Antisaccade deficits reflect abnormalities in executive function linked to various disorders including schizophrenia, externalizing psychopathology, and neurological conditions. We examined the genetic bases of antisaccade error in a sample of community-based twins and parents (N = 4,469). Biometric models showed that about half of the variance in the antisaccade response was due to genetic factors and half due to nonshared environmental factors. Molecular genetic analyses supported these results, showing that the heritability accounted for by common molecular genetic variants approximated biometric estimates. Genome-wide analyses revealed several SNPs as well as two genes-B3GNT7 and NCL-on Chromosome 2 associated with antisaccade error. SNPs and genes hypothesized to be associated with antisaccade error based on prior work, although generating some suggestive findings for MIR137, GRM8, and CACNG2, could not be confirmed.

Genome-wide scans of genetic variants for psychophysiological endophenotypes: a methodological overview

This article provides an introductory overview of the investigative strategy employed to evaluate the genetic basis of 17 endophenotypes examined as part of a 20-year data collection effort from the Minnesota Center for Twin and Family Research. Included are characterization of the study samples, descriptive statistics for key properties of the psychophysiological measures, and rationale behind the steps taken in the molecular genetic study design. The statistical approach included (a) biometric analysis of twin and family data, (b) heritability analysis using 527,829 single nucleotide polymorphisms (SNPs), (c) genome-wide association analysis of these SNPs and 17,601 autosomal genes, (d) follow-up analyses of candidate SNPs and genes hypothesized to have an association with each endophenotype, (e) rare variant analysis of nonsynonymous SNPs in the exome, and (f) whole genome sequencing association analysis using 27 million genetic variants. These methods were used in the accompanying empirical articles comprising this special issue, Genome-Wide Scans of Genetic Variants for Psychophysiological Endophenotypes.

Genetic associations of nonsynonymous exonic variants with psychophysiological endophenotypes

We mapped ∼85,000 rare nonsynonymous exonic single nucleotide polymorphisms (SNPs) to 17 psychophysiological endophenotypes in 4,905 individuals, including antisaccade eye movements, resting EEG, P300 amplitude, electrodermal activity, affect-modulated startle eye blink. Nonsynonymous SNPs are predicted to directly change or disrupt proteins encoded by genes and are expected to have significant biological consequences. Most such variants are rare, and new technologies can efficiently assay them on a large scale.

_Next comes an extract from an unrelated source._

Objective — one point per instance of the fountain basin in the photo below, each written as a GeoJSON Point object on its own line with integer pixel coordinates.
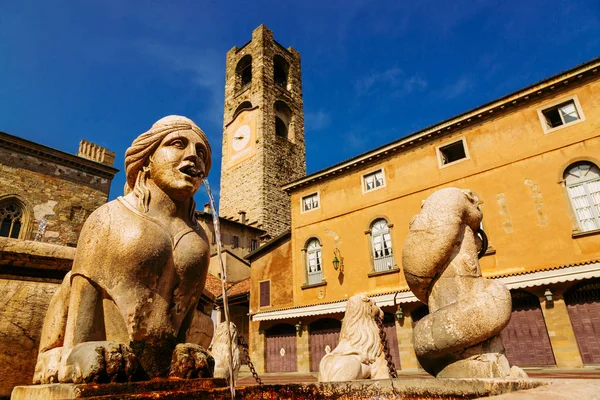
{"type": "Point", "coordinates": [362, 389]}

We assayed 247,870 mostly rare SNPs on an Illumina exome array. Approximately 85,000 of the SNPs were polymorphic, rare (MAF < .05), and nonsynonymous. Single variant association tests identified a SNP in the PARD3 gene associated with theta resting EEG power. The sequence kernel association test, a gene-based test, identified a gene PNPLA7 associated with pleasant difference startle, the difference in startle magnitude between pleasant and neutral images. No other single nonsynonymous variant, or gene-based group of variants, was strongly associated with any endophenotype.

In search of rare variants: preliminary results from whole genome sequencing of 1,325 individuals with psychophysiological endophenotypes

Whole genome sequencing was completed on 1,325 individuals from 602 families, identifying 27 million autosomal variants. Genetic association tests were conducted for those individuals who had been assessed for one or more of 17 endophenotypes (N range = 802-1,185). No significant associations were found. These 27 million variants were then imputed into the full sample of individuals with psychophysiological data (N range = 3,088-4,469) and again tested for associations with the 17 endophenotypes. No association was significant. Using a gene-based variable threshold burden test of nonsynonymous variants, we obtained five significant associations. These findings are preliminary and call for additional analysis of this rich sample. We argue that larger samples, alternative study designs, and additional bioinformatics approaches will be necessary to discover associations between these endophenotypes and genomic variation.